Government housing was also being abused with many people who were not civil servants staying in Government owned houses.
“On non-monetary benefits, we will continue with the vehicle rebate system but there is a lot of corruption. We want everyone to benefit but currently it is other people who are benefiting at the expense of the Government and not our workers.
“On housing over the years Government has invested in housing for workers but they are occupied by other people and not our workers,” Dr Choruma said.
She said Government was now studying the job evaluation report.
The report would help review job clusters and job content and also assist in arriving at pay equity by establishing equivalences and relationships between jobs performed by members of the Public Service of Zimbabwe.
Turning to PSMAS, Dr Choruma said PSC had paid its outstanding debt owed to the society but was surprised that PSMAS was still claiming that the commission was owing about $7 billion.
“On PSMAS, we cleared. Last year alone we paid $40 billion and this $7 billion we do not know where it is coming from. We also know there has been a forensic audit which was supposed to guide us in terms of operations. Up to now the PSC does not have that audit report,” she said.
Responding to inquiries from Ministries about lack of vehicles for mobility, Prof Ncube said they were working on a model of a leasing arrangement where Government Ministries would lease vehicles and make periodic payments.
He said this was done in Rwanda and South Africa.
Women Affairs, Community, Small and Medium Enterprises Development Minister Monica Mutsvangwa called on Treasury to better fund her Ministry given its importance.

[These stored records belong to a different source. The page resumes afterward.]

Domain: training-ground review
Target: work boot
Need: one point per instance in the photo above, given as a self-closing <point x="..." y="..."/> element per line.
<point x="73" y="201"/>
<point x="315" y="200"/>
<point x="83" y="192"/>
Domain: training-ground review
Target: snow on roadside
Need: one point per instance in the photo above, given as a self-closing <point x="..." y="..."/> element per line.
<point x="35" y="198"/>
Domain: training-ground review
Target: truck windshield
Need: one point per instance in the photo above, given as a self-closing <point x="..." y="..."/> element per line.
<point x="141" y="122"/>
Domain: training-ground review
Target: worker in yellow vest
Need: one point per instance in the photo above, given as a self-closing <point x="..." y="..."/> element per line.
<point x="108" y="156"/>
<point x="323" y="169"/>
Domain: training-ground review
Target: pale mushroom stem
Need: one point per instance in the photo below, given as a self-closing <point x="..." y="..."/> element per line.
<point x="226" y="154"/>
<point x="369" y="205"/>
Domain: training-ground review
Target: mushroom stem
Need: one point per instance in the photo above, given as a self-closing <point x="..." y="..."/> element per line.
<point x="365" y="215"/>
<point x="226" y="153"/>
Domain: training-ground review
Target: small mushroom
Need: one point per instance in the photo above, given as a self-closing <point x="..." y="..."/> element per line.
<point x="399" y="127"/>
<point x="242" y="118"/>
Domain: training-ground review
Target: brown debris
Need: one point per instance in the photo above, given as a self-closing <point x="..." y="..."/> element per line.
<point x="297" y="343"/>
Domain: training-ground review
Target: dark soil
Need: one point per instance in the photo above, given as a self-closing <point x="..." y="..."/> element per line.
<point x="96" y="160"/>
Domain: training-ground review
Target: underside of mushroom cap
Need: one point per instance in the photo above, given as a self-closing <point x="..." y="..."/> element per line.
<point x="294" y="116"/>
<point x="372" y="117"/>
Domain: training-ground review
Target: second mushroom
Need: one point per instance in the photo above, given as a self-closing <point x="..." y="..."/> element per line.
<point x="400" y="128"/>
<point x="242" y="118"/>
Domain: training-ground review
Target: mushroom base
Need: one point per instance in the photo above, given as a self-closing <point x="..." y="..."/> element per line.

“At least 52 percent of Zimbabwe’s population are women and 70 percent of them reside in rural areas. Many of these women rely on aid and as such they now suffer from a dependency syndrome. The Ministry submitted a bid of $172.8 billion towards women empowerment and this includes the Women Development Fund, Zimbabwe Women Microfinance Bank, and the safe markets and value addition centre. He who empowers a woman, empowers a generation,” she said.
Her Ministry was providing workspaces for rural areas whose effect was to decongest urban areas hence the need to fund her Ministry.
Chairperson of the Portfolio Committee on Industry and Commerce Cde Ngonidzashe Mudekunye called for support of the Ministry given its link with industry and ease of doing business.
Taxes from industry and commerce were funding other ministries, he said.
“All Ministries are saying they want to be funded and they are not talking about how the Ministry of Finance can be capacitated to be able to fund them. It is only through funding the Ministry of Industry and Commerce that will capacitate Treasury,” said Cde Mudekunye who is also Buhera South MP.
He said there was a need to allow Zesa to charge economic tariffs as part of measures to contain loadshedding.
Buhera West MP, Cde Tafadzwa Mugwadi, said there was a need to prioritise youths in the allocation of land because most of them were too young to have been allocated land during the land reform programme.